The first lighthouse was constructed in 1837 of wood. This structure was quickly damaged by weather and ice. It was replaced in 1867 with a new lighthouse constructed of bluestone on a cut stone base. Both of these lighthouses were located on the Hudson River at the south side of Rondout Creek, much nearer to the shore than the current lighthouse. The circular stone base of the second lighthouse can still be seen.
The newest lighthouse on the Hudson River, started in 1913 and finished and commissioned in 1915, the current Rondout Lighthouse continues an important tradition started in 1837 of marking the vital river port of the Rondout. The Rondout was the terminus of the D&H Canal with the canal transporting vast amounts of Pennsylvania coal over the Shawangunk Mountains to the Hudson. From here, the canal barges were unloaded and the coal was transferred to river barks that took the coal down to New York City.
Later ice, farm products, bluestone, bricks and cement were loaded and transported from the Rondout down to New York City, greatly increasing the already busy river traffic. By the middle of the 19th century regular steamboat excursions were departing from the Rondout carrying both passengers and cargo to New York. This burgeoning river traffic necessitated the building of a lighthouse at the mouth of the Rondout Creek a necessity to warn captains of the dangers of the shore and the shallow tidal flats surrounding the mouth of the Rondout.
Well into the 1940s there was no electricy at the lighthouse. With the installation of electricity the need for a permanent lightkeeper at the lighthouse ended. The last keeper and his family left, the lighthouse was boarded up and the remaining furnishings were removed as automated systems took over operation.
In 2002 the U.S. Coast Guard turned over ownership of the lighthouse to the City of Kingston which partners with the Hudson River Maritime Museum to care for the structure. Although uninhabited, the lighthouse remains an important aid to navigation on the Hudson River and stands as a sentinel at the mouth of the Rondout Creek. The lighthouse brings back memories of paddle wheel steamboats and sailing ships transporting passengers and cargo from the vital river port of Kingston/Rondout.

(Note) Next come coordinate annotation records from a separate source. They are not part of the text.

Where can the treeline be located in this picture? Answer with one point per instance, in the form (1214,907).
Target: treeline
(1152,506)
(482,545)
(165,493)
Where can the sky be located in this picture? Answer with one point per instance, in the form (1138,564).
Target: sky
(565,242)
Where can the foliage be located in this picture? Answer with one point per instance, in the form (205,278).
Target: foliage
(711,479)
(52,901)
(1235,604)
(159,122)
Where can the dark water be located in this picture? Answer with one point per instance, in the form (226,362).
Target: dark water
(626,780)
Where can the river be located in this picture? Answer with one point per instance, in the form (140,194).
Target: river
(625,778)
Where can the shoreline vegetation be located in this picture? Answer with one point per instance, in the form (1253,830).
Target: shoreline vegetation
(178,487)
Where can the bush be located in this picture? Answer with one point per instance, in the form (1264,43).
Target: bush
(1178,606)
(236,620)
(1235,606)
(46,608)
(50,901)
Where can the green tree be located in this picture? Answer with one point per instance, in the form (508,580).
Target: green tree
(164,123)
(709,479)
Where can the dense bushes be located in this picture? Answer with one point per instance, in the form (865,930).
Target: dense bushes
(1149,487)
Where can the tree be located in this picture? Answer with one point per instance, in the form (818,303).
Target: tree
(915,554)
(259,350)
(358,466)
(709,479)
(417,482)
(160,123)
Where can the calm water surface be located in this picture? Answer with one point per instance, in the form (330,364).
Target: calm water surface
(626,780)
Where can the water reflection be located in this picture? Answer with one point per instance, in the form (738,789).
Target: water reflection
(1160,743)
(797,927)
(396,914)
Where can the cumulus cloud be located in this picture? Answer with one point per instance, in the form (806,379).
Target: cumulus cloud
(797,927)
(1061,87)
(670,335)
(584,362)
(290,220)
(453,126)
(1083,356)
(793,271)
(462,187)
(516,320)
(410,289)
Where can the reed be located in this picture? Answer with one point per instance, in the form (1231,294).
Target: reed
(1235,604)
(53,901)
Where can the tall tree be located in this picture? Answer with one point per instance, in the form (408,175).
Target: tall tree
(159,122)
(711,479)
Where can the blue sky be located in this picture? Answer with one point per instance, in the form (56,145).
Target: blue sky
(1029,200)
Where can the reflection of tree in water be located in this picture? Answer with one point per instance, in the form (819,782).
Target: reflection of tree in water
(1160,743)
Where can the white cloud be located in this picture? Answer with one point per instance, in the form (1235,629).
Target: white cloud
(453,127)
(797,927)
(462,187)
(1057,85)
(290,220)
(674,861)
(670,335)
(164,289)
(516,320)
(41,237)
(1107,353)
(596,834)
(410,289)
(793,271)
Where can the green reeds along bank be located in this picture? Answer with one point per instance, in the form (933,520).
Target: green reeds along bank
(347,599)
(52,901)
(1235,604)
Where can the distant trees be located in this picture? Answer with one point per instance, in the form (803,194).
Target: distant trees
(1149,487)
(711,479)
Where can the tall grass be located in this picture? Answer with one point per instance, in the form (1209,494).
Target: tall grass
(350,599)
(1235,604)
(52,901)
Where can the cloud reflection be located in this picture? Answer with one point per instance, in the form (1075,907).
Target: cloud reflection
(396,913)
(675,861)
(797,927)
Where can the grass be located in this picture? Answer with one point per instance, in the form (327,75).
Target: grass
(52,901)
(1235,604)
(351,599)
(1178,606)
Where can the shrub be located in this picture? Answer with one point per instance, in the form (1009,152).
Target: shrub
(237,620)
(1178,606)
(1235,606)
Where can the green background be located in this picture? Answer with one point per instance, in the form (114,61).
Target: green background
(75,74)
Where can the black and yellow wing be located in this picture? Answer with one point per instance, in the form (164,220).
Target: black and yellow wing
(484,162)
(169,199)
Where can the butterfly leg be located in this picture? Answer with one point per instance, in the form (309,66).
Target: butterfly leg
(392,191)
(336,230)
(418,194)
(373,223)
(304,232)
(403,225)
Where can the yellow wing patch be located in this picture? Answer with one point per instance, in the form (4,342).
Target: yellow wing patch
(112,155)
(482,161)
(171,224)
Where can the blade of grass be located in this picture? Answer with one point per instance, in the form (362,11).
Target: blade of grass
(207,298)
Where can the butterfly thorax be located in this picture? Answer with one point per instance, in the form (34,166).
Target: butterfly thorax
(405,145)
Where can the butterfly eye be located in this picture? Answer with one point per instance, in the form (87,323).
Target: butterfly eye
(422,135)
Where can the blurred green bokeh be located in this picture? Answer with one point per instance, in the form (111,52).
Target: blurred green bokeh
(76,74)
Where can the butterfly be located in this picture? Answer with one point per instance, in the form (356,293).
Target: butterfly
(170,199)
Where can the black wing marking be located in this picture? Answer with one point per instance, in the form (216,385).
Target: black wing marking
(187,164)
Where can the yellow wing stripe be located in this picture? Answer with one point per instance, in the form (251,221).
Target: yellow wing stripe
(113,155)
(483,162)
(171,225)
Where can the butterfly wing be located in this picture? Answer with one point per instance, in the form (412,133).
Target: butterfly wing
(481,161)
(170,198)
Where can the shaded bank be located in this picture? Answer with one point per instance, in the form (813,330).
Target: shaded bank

- James McCausland – March 1838
- John McCausland – December 1838
- Martin G Hayes – February 1842
- Arthur M. Crange – February 1845
- Johannes D. Hasbrouk – October 1845
- Josiah Warner – March 1849
- John Kelly – April 1853
- George W. Murdock – May 1856 (died of drowning)

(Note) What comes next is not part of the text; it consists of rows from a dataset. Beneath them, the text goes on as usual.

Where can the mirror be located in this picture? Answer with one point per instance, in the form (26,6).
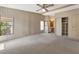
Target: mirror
(6,26)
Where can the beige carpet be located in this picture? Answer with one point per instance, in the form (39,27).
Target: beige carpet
(41,44)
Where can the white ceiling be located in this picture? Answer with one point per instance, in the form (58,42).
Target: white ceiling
(33,7)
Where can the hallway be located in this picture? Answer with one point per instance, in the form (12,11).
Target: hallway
(40,44)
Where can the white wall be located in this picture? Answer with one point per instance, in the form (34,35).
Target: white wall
(58,27)
(73,22)
(25,23)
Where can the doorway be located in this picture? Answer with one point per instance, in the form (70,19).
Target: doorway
(65,26)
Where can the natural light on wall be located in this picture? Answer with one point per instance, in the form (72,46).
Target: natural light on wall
(41,25)
(2,46)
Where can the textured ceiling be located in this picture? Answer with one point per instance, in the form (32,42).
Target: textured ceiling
(33,7)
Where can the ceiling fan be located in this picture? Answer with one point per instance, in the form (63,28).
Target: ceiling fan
(44,7)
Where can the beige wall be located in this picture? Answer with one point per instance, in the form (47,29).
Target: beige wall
(25,23)
(73,22)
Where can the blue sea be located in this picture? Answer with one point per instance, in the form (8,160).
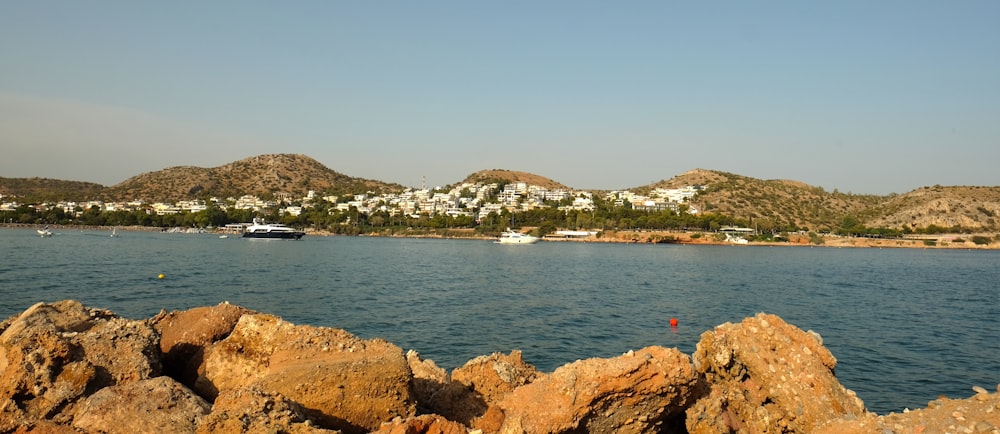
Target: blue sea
(906,325)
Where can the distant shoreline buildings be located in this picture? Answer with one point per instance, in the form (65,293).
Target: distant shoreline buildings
(468,199)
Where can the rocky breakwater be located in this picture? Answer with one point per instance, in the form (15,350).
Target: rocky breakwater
(67,368)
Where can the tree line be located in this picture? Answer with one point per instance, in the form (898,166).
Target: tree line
(324,216)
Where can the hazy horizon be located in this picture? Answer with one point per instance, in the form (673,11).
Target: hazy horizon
(868,98)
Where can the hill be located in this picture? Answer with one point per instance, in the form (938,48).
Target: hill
(944,207)
(501,176)
(34,190)
(262,175)
(762,203)
(785,203)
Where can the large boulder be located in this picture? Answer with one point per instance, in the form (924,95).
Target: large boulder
(184,335)
(342,382)
(641,391)
(151,406)
(978,414)
(495,375)
(467,392)
(767,376)
(53,354)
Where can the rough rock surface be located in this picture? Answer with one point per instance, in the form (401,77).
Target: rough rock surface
(53,354)
(639,392)
(496,375)
(184,335)
(341,381)
(978,414)
(423,424)
(252,410)
(151,406)
(767,376)
(65,368)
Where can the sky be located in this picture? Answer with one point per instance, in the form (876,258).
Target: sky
(866,97)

- Mrs. Catherine Murdock (widow) – July 1857
- James Murdick (son) – 1907 – 1923
- Ernest Bloom – 1923 – 1935
- Robert Howard – 1935 – 1945
- Albert Passel – 1945 – 1946
- Herman Lange – 1946 – 1954
Visiting the Lighthouse
Visiting the Rondout Lighthouse is both easy and pleasurable. Access to the lighthouse is via boat launch from the Hudson River Maritime Museum in the Rondout section of Kingston. The lighthouse contains period furnishings and exhibits documenting the history of the lighthouses on the Rondout and the keepers and their families. You can climb the tower and walk the outdoor platform, taking in a spectacular view of the Hudson and Rondout harbor.
The lighthouse is open for scheduled public visiting from May through October. The lighthouse is also open to school, summer camp, bus tour, and other organized groups on a charter basis.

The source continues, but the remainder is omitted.